Norfolk was especially hard hit when the Elkhorn River left its banks. A wall of water estimated between three and six feet high swept through the business district filling basements and flooding the first floor of many stores. Other towns downstream from Norfolk suffered severe damage as well.
Later in the month, the rain stopped and temperatures soared into the 90s. Like swallows returning to Capistrano, the old geezers collectively known as the “sit and spitters“ because of their fondness for chewing tobacco, returned to the benches on Main Street where they passed time chewing, chatting, and watching the girls go by.
With the return of summerlike weather, the ladies shed their winter garments and began showing bare legs. “We are relieved of looking at those terrible socks draped about the legs at half mast with wrinkles here and bulges there,” commented the fashion-minded editor.

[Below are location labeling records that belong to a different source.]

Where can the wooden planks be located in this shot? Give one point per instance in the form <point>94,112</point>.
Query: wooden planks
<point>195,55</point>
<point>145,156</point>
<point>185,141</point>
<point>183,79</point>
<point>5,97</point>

Another romance was blossoming that might result in trouble. “Both are old enough to know better,” said the editor. “We are watching with a great deal of anticipation. It is not hard to find this romance most any Wednesday or Saturday night.”
May was graduation month. Eighth graders from 18 rural districts received their diplomas in the Laurel City Auditorium on Saturday May 20. Exercises were held in other towns as well.
County Superintendent J. Mike McCoy said there were only 160 eighth grade graduates that year — the lowest number in county history. McCoy attributed the low numbers to the war.
The war seems a rather unlikely cause since the eighth graders of 1944 were born around 1932. It would seem more reasonable to attribute the decline to the Depression.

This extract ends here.